A decisão foi comunicada pelo presidente do STF, Edson Fachin, aos demais ministros. A expectativa agora é que o tema volte a ser tratado apenas após o Carnaval.
Além da reunião formal, também foi cancelado o almoço que marcaria o primeiro encontro presencial dos ministros sob a gestão de Fachin.
Quórum incerto e risco de esvaziamento
Nos bastidores, o adiamento ocorre em meio a dúvidas sobre a adesão dos ministros. A proposta de um Código de Ética enfrentou resistência interna e parte do colegiado já avaliava a possibilidade de não comparecer ao encontro.
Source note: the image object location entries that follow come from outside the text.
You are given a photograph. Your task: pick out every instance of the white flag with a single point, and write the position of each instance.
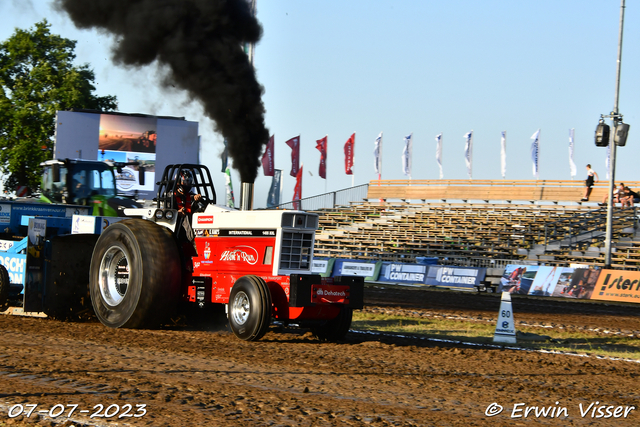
(377, 155)
(572, 166)
(468, 151)
(503, 154)
(535, 150)
(406, 155)
(607, 161)
(439, 153)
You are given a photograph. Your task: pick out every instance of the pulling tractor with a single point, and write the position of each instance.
(158, 261)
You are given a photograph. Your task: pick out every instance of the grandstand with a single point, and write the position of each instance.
(477, 223)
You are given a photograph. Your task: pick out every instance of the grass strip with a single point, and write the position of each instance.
(580, 342)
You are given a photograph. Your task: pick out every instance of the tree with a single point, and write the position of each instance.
(38, 78)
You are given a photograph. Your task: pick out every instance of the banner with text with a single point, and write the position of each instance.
(349, 267)
(455, 277)
(403, 273)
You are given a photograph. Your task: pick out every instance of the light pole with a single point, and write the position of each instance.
(620, 131)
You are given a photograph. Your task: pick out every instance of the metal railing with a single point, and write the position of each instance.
(329, 200)
(583, 228)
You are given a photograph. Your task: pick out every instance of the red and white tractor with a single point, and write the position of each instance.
(256, 262)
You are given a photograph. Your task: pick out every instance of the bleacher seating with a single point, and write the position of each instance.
(484, 234)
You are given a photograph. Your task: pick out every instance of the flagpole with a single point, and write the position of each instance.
(612, 143)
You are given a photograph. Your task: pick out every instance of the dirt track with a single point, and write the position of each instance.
(205, 378)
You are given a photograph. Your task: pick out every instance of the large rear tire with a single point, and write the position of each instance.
(135, 275)
(249, 308)
(335, 329)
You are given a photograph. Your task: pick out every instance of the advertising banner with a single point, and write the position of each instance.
(403, 273)
(323, 267)
(15, 265)
(129, 139)
(455, 277)
(566, 282)
(368, 270)
(618, 285)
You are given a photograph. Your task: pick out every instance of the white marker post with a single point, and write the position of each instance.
(505, 328)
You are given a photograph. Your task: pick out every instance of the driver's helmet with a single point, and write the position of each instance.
(185, 180)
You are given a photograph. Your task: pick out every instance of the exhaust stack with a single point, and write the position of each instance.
(246, 196)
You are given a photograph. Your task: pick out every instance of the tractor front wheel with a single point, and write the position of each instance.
(249, 308)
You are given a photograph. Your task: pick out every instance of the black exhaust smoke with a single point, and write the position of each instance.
(199, 43)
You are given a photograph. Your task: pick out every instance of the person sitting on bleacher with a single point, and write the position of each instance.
(630, 198)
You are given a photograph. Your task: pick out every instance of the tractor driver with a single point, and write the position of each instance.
(183, 193)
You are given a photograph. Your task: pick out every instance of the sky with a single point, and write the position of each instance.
(421, 67)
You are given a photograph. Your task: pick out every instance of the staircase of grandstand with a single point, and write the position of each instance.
(481, 234)
(584, 229)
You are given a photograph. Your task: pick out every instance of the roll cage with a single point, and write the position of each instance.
(202, 184)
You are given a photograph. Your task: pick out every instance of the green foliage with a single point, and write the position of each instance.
(37, 77)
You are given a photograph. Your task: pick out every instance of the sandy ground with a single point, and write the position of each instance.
(197, 377)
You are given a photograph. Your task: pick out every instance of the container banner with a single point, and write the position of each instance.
(368, 270)
(455, 277)
(323, 267)
(403, 273)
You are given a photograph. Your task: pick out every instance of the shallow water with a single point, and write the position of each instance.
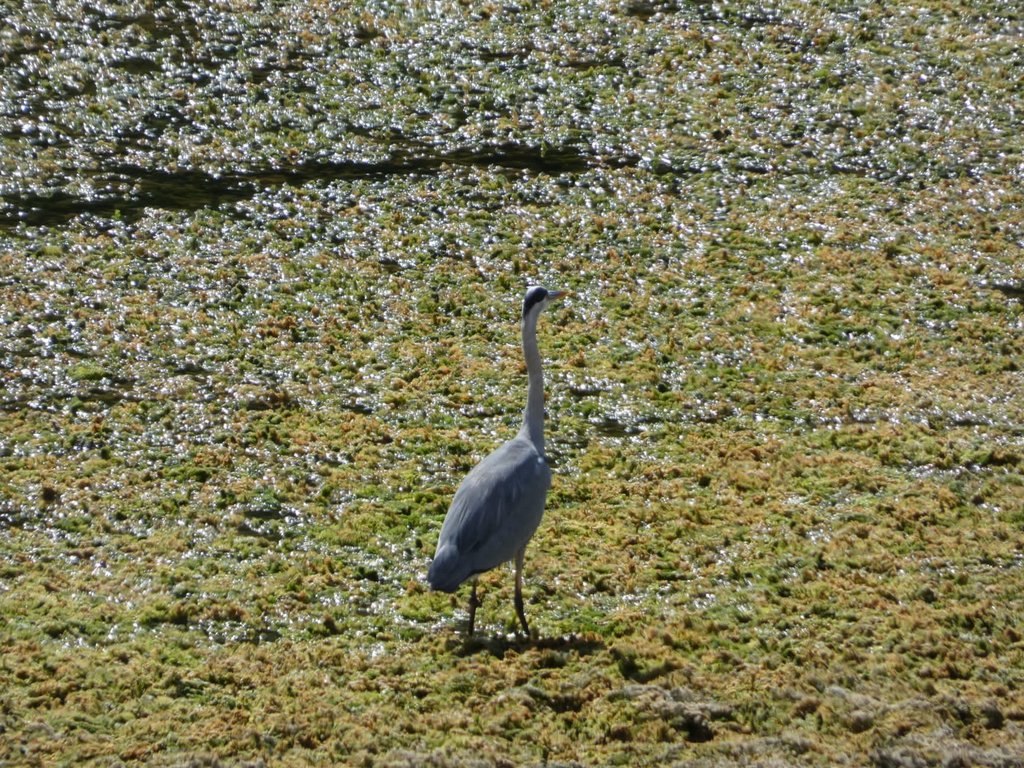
(259, 276)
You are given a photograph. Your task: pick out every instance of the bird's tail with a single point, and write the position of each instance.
(445, 571)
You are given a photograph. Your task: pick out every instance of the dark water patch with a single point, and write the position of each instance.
(128, 189)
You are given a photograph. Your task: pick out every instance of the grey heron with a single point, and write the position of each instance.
(499, 505)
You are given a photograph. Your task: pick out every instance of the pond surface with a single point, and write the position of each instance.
(260, 269)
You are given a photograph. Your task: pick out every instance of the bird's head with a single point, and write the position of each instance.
(537, 298)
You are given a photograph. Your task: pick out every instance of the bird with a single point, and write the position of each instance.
(499, 505)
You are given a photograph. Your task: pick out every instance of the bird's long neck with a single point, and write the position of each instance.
(532, 421)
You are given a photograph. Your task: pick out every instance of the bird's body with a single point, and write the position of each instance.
(499, 505)
(494, 514)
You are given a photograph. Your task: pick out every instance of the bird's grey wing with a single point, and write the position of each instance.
(498, 507)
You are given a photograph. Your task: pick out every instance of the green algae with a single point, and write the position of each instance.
(260, 269)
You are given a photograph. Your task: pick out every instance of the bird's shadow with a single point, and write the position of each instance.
(498, 645)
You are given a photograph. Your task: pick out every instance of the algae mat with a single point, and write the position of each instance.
(260, 267)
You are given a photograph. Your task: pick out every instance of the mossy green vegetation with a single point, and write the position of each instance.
(259, 279)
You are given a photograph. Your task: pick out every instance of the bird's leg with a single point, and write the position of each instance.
(520, 555)
(473, 602)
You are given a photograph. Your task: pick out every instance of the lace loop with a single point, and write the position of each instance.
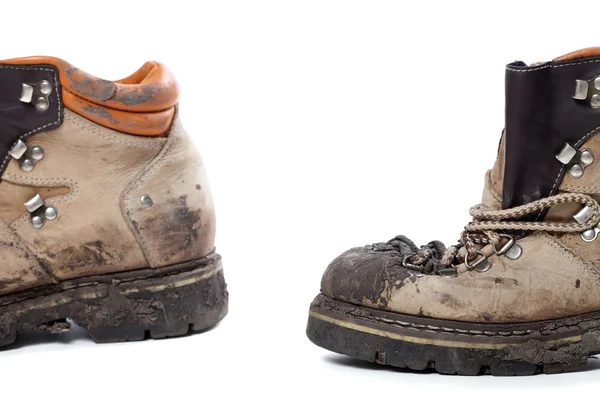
(489, 227)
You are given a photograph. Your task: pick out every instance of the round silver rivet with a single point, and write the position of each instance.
(50, 213)
(37, 222)
(37, 153)
(41, 103)
(27, 165)
(576, 171)
(146, 201)
(45, 87)
(514, 253)
(587, 157)
(589, 235)
(595, 101)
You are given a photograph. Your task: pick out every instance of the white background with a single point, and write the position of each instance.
(324, 125)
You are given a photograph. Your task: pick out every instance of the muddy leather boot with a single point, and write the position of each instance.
(106, 214)
(520, 293)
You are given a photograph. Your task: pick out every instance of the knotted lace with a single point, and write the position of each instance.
(487, 227)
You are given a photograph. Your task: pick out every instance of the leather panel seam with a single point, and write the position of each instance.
(39, 129)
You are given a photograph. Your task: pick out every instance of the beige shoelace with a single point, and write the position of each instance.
(487, 227)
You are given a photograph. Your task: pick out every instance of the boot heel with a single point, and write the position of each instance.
(166, 306)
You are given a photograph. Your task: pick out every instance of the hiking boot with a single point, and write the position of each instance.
(520, 293)
(106, 214)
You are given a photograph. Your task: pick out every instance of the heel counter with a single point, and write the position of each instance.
(169, 207)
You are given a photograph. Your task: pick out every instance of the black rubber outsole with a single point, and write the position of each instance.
(128, 306)
(450, 347)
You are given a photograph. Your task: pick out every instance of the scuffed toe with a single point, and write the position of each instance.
(365, 275)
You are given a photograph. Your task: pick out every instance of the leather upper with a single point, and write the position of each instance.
(541, 116)
(141, 104)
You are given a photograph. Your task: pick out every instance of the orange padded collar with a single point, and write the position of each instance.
(582, 53)
(142, 104)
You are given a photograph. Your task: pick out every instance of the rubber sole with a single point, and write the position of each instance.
(453, 347)
(127, 306)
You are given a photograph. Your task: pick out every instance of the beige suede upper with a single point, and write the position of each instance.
(95, 178)
(556, 276)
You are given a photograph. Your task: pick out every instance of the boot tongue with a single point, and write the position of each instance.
(582, 53)
(542, 115)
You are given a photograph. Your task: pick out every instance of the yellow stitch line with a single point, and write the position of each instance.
(176, 284)
(432, 342)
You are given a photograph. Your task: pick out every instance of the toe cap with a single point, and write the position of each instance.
(365, 275)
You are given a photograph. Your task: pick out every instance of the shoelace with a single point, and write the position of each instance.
(487, 227)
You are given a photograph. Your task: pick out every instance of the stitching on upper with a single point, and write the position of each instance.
(59, 102)
(157, 164)
(575, 188)
(550, 66)
(151, 142)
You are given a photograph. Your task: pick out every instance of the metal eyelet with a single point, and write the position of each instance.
(449, 271)
(481, 264)
(588, 91)
(510, 249)
(27, 156)
(39, 212)
(37, 94)
(575, 160)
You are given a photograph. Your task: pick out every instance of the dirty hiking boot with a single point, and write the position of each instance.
(520, 293)
(106, 214)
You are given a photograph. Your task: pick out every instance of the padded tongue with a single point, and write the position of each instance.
(582, 53)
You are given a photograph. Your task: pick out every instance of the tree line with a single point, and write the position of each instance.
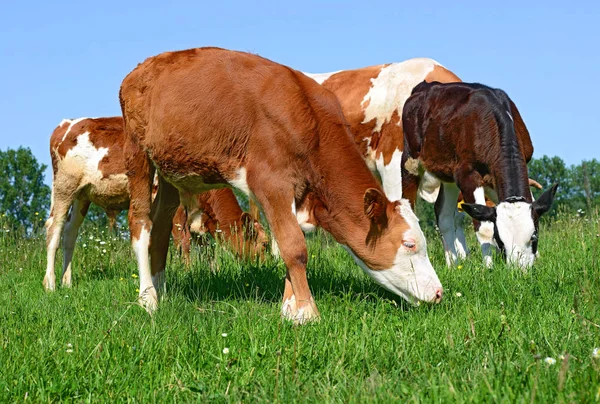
(25, 198)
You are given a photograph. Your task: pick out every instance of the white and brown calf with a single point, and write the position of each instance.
(89, 167)
(210, 118)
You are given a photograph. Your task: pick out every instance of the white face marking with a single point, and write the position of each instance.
(81, 163)
(515, 229)
(240, 182)
(411, 276)
(320, 77)
(391, 175)
(429, 187)
(71, 124)
(392, 87)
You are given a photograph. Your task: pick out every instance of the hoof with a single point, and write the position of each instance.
(292, 311)
(148, 299)
(66, 281)
(49, 284)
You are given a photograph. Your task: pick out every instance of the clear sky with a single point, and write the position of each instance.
(67, 59)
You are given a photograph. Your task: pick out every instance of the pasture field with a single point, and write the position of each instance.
(218, 337)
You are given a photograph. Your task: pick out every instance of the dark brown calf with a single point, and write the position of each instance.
(472, 137)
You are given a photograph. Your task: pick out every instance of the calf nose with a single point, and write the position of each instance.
(438, 295)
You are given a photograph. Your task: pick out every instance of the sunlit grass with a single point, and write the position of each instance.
(498, 335)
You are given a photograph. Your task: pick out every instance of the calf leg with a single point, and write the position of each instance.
(78, 212)
(460, 241)
(164, 208)
(140, 175)
(277, 201)
(63, 193)
(483, 230)
(181, 234)
(471, 185)
(445, 211)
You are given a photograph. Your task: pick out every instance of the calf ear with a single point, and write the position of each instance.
(248, 226)
(375, 206)
(544, 202)
(482, 213)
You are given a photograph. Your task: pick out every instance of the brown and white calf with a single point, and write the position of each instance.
(210, 118)
(473, 139)
(372, 99)
(89, 167)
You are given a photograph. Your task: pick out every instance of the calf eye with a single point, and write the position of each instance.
(411, 245)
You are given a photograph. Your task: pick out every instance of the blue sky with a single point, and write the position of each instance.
(67, 59)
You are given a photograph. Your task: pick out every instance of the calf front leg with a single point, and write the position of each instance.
(445, 211)
(78, 212)
(471, 185)
(277, 201)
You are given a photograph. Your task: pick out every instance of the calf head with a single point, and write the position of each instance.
(395, 253)
(515, 225)
(246, 237)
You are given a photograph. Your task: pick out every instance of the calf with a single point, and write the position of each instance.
(89, 166)
(221, 216)
(465, 135)
(210, 118)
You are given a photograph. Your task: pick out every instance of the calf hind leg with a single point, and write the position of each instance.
(78, 212)
(61, 201)
(164, 208)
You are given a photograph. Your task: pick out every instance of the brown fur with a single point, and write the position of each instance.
(351, 87)
(110, 191)
(201, 115)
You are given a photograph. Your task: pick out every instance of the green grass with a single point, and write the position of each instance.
(93, 343)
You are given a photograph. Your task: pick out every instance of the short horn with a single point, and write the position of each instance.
(535, 184)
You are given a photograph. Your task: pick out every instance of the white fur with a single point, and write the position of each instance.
(240, 181)
(392, 87)
(411, 275)
(485, 234)
(429, 187)
(148, 293)
(447, 223)
(320, 77)
(515, 228)
(391, 175)
(71, 124)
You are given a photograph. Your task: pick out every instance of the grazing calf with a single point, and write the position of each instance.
(209, 118)
(89, 166)
(372, 99)
(473, 139)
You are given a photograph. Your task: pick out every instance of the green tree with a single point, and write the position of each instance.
(585, 180)
(24, 198)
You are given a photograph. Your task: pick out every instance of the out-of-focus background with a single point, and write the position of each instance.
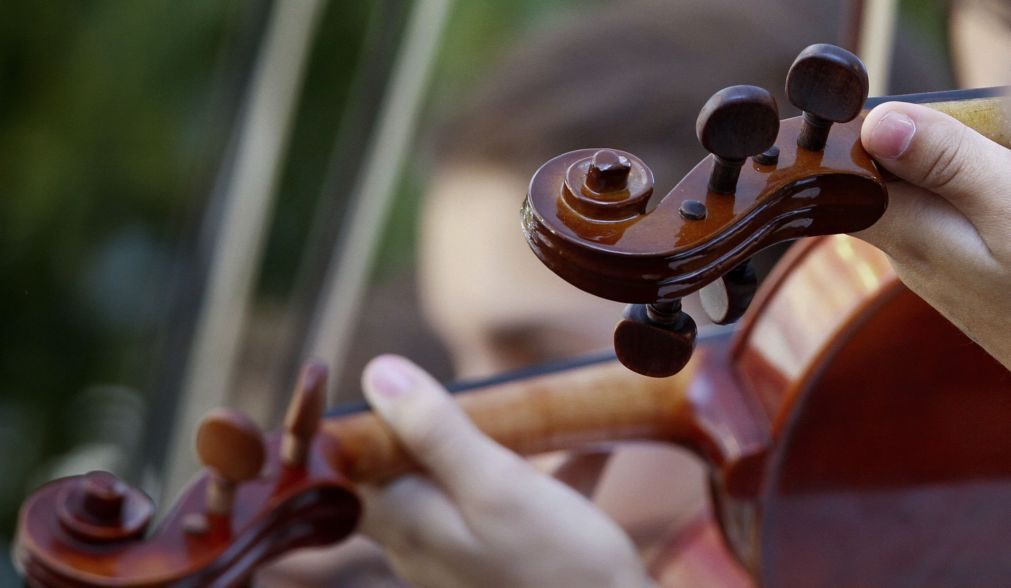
(179, 181)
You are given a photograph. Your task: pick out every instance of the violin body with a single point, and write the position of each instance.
(854, 436)
(889, 456)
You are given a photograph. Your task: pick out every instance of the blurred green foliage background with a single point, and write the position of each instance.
(115, 121)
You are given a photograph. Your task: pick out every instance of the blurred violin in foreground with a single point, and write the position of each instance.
(854, 436)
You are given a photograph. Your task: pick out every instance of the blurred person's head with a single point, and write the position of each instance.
(628, 75)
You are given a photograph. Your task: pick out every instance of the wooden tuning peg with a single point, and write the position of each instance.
(726, 299)
(830, 85)
(302, 419)
(655, 339)
(232, 448)
(735, 123)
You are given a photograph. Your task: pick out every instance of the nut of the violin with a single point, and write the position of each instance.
(726, 299)
(655, 345)
(232, 447)
(830, 85)
(304, 411)
(735, 123)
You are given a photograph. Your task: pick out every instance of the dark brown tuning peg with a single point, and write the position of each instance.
(726, 299)
(830, 85)
(302, 419)
(735, 123)
(655, 339)
(232, 448)
(609, 172)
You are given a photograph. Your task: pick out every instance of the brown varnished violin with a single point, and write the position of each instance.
(854, 436)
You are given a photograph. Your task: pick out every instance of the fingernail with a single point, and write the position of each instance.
(390, 377)
(892, 135)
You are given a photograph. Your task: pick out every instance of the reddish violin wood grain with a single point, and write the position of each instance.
(854, 436)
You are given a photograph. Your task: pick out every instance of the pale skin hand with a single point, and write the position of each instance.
(947, 228)
(480, 515)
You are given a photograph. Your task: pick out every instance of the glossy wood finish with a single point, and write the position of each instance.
(286, 506)
(891, 459)
(659, 256)
(854, 437)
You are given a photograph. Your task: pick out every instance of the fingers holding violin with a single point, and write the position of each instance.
(935, 152)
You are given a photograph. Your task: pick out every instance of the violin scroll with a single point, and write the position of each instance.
(255, 501)
(616, 239)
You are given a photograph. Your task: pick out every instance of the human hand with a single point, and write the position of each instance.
(947, 228)
(480, 515)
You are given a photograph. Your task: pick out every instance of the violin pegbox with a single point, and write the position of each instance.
(260, 496)
(591, 216)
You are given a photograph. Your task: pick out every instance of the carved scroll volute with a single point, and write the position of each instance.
(250, 506)
(764, 183)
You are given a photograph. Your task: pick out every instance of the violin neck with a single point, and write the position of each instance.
(987, 110)
(600, 403)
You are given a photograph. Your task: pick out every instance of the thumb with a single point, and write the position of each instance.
(433, 428)
(935, 152)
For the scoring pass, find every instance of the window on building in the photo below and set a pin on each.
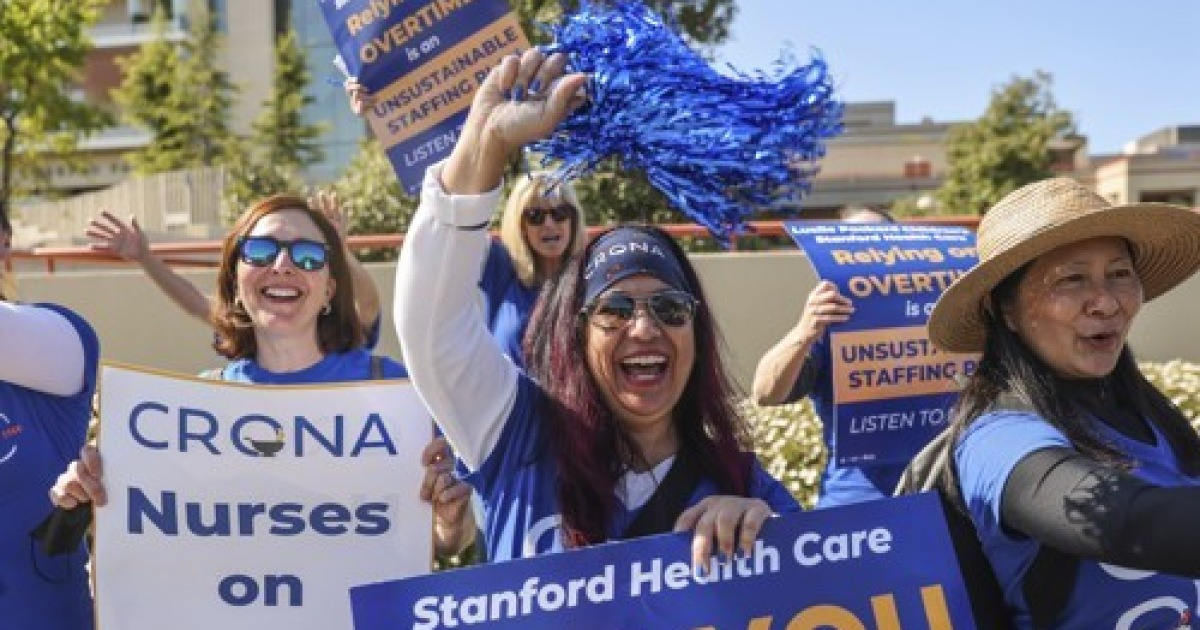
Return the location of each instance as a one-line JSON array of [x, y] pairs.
[[1062, 160], [917, 167], [1181, 197]]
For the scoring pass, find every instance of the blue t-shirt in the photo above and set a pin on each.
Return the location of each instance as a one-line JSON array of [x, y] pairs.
[[1104, 595], [40, 436], [839, 485], [339, 367], [517, 483], [509, 303]]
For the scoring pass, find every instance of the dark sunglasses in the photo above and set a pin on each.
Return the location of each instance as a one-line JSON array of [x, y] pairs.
[[263, 251], [672, 309], [537, 216]]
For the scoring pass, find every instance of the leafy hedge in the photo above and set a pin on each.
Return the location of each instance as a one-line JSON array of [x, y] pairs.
[[789, 437]]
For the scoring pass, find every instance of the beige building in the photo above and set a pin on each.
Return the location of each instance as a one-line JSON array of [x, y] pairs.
[[1161, 167], [249, 29]]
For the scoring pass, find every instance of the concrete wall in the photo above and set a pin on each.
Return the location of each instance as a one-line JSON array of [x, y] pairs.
[[756, 298]]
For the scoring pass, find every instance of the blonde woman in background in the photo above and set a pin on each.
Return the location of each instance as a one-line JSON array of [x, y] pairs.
[[541, 227]]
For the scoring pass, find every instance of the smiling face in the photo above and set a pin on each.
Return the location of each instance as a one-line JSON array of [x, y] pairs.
[[282, 299], [1075, 305], [547, 241], [643, 366]]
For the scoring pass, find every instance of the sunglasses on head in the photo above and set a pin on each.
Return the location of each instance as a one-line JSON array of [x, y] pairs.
[[537, 216], [612, 311], [263, 251]]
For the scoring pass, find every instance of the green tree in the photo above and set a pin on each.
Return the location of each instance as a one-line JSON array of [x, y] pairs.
[[181, 96], [375, 201], [705, 23], [147, 102], [1006, 148], [42, 46], [281, 144]]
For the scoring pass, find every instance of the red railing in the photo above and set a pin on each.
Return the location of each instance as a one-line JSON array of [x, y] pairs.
[[205, 253]]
De acordo com o G1, como a participação nesse tipo de reunião não é obrigatória, a ausência de ministros poderia ser interpretada como um enfraquecimento político da principal bandeira defendida por Fachin no início de sua gestão. Diante da incerteza quanto ao quórum, o presidente do Supremo optou por adiar a discussão e evitar um encontro esvaziado.
Dificuldade de consenso no tribunal
O movimento expõe a dificuldade de construir consenso dentro da Corte sobre regras de conduta. Há ministros que veem o Código de Ética como uma tentativa de limitar excessivamente a atuação individual dos magistrados.
Uma ala do tribunal, liderada pelo ministro Gilmar Mendes, já havia manifestado incômodo com o que considera um possível “engessamento” da função jurisdicional. Segundo a assessoria de imprensa de Edson Fachin, ele “precisou adiar a reunião por conta da agenda”.
Contexto
O adiamento ocorre em um momento sensível no Supremo. Na abertura do ano judiciário, Fachin fez um discurso defendendo uma espécie de revisão interna, ao afirmar que a Corte passou a ocupar o centro das decisões do Estado e deveria buscar maior equilíbrio institucional.
A elaboração do Código de Ética, que tem a ministra Cármen Lúcia como relatora, foi apresentada como uma resposta prática para garantir a credibilidade do tribunal e ampliar a confiança da sociedade.